Consider the following linear recurrence relation: $x_1=1, x_2= a, x_{n+2}=ax_{n+1}-x_n$.
The only solution for this is
$$x_n=\frac{1}{\sqrt{a^2-4}}\left(\frac{a+\sqrt{a^2-4}}{2}\right)^n+\frac{1}{\sqrt{a^2-4}}\left(\frac{a-\sqrt{a^2-4}}{2}\right)^n$$
Question: If there any $a\in\mathbb{C}$ for which $\lim_{n\to\infty}x_n=0$?
According to Wikipedia, "a linear recurrence is stable, meaning that the iterates converge asymptotically to a fixed value, if and only if the eigenvalues (i.e., the roots of the characteristic equation), whether real or complex, are all less than unity in absolute value."
For this particular recurrence relation, the eigenvalues are $r_1=\frac{a+\sqrt{a^2-4}}{2}$ and $r_2=\frac{a-\sqrt{a^2-4}}{2}$ with $a^2\neq 4$.
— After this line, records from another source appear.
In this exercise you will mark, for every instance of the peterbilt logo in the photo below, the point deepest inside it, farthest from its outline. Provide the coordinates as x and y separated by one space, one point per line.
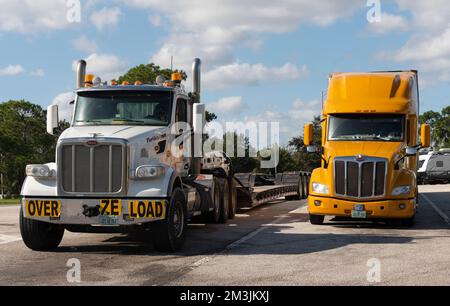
360 158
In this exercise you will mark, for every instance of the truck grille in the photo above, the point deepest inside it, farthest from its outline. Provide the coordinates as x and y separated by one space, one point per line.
92 169
360 179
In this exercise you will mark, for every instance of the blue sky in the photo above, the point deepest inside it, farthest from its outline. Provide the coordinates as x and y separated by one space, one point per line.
263 60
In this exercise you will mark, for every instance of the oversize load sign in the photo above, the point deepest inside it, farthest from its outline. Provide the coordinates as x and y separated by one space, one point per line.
147 209
43 208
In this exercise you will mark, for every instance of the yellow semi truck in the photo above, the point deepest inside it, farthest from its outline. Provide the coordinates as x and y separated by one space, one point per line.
369 148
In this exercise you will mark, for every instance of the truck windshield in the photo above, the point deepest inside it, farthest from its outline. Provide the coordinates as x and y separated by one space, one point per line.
367 128
123 108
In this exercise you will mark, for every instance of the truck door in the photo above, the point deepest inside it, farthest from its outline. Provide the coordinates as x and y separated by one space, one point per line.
181 120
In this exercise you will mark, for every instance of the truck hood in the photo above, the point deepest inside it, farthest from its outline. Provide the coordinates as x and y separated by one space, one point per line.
119 132
387 150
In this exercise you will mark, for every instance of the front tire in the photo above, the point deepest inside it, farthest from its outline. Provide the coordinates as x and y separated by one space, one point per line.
316 220
169 235
40 236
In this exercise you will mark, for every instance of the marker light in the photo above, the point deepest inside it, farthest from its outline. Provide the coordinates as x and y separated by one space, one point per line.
40 171
177 77
89 80
320 188
148 172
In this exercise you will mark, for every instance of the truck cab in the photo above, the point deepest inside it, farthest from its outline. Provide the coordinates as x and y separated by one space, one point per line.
131 159
369 148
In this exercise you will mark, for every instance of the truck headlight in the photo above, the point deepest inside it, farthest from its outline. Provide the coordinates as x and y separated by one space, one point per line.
148 172
401 190
320 188
40 171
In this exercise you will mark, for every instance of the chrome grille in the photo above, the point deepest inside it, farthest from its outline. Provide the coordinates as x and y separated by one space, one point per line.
360 179
92 169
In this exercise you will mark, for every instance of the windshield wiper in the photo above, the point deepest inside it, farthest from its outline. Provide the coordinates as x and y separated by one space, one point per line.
128 120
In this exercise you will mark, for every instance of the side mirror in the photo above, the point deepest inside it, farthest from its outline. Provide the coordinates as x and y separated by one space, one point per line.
412 151
308 135
425 135
311 149
52 119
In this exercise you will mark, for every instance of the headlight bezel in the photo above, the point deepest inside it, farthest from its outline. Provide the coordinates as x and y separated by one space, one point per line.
320 188
401 190
148 172
40 171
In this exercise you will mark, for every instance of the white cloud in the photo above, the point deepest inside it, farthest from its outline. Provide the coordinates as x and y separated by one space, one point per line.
11 70
212 30
25 16
84 44
106 66
388 23
155 20
65 109
106 17
292 121
227 106
239 74
428 48
38 73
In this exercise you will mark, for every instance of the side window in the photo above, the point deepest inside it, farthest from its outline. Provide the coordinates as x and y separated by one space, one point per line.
181 112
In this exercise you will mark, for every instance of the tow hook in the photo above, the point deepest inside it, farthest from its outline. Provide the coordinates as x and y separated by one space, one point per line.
90 211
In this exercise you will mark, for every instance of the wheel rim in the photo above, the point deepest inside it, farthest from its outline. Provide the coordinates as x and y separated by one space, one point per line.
178 220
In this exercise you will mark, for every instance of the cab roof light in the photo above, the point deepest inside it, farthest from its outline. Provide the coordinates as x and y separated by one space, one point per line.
177 77
89 80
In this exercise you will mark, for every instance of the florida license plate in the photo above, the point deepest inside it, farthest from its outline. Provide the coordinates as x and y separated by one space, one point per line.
359 212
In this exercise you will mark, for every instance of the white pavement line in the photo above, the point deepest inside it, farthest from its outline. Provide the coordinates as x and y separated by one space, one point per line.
235 244
437 209
251 235
5 239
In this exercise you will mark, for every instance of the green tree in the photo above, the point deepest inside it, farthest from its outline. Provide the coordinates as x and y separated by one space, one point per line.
24 140
440 126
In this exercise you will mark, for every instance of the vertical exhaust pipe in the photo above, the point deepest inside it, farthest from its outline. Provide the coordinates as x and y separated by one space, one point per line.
196 79
197 143
81 73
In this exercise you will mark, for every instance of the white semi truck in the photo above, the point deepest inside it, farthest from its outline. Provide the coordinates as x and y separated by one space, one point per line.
125 164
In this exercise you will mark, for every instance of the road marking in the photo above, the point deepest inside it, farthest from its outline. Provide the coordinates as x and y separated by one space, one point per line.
437 209
5 239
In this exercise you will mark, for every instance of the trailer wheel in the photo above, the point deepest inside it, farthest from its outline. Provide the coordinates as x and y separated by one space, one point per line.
316 219
169 235
233 199
40 236
225 203
214 216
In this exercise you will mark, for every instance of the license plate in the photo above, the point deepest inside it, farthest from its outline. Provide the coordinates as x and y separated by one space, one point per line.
147 210
43 208
108 220
356 214
111 207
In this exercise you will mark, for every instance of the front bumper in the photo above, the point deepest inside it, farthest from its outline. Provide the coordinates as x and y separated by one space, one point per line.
86 211
387 209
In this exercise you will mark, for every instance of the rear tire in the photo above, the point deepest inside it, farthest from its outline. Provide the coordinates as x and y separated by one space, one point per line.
40 236
225 205
233 200
169 235
316 220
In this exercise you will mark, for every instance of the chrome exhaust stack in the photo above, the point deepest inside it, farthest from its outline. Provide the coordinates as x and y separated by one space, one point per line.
198 119
81 73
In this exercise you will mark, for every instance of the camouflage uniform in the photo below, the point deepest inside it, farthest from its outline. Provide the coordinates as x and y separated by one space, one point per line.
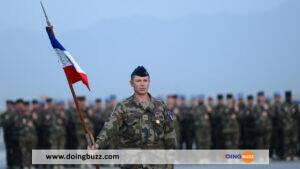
16 125
202 128
248 121
231 129
263 126
288 120
277 133
27 139
187 127
217 126
58 133
177 127
5 119
80 133
45 123
137 125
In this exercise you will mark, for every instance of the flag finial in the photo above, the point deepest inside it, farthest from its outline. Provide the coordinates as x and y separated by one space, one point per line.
47 19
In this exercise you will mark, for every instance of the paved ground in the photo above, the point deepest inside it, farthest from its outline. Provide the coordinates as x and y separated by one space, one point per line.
273 165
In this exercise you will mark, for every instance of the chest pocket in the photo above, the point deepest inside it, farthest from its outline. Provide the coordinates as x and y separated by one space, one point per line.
130 128
158 122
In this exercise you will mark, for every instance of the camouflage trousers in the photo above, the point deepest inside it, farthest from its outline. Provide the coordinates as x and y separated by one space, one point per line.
232 140
289 141
203 139
264 141
26 146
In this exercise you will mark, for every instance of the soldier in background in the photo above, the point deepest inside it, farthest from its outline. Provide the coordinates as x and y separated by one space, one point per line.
289 119
98 120
58 135
45 123
276 139
16 126
217 123
141 121
5 119
172 106
202 126
80 133
248 121
184 123
187 124
231 128
241 103
111 102
27 136
263 123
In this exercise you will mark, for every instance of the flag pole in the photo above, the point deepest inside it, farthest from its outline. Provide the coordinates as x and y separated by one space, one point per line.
88 134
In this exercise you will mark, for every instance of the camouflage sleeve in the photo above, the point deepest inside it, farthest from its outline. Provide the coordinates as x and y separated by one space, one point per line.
169 130
111 127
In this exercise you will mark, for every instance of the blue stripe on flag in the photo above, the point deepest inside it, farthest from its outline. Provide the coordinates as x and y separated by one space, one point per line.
54 42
It is impossible to have $|r_1|<1$ and $|r_2|<1$ simultaneously because that would imply that $1=|r_1r_2|<1$. But I am not sure whether this implies that $\lim_{n\to\infty}x_n\neq0$ for all $a\in\mathbb{C}$, because Wikipedia does not provide any citation of the result quoted above.
Comment: If you know that this proof is in a book, paper, notes, etc, and you do not want to spend the time typing it you can just cite it and once I check it I will consider it as an answer.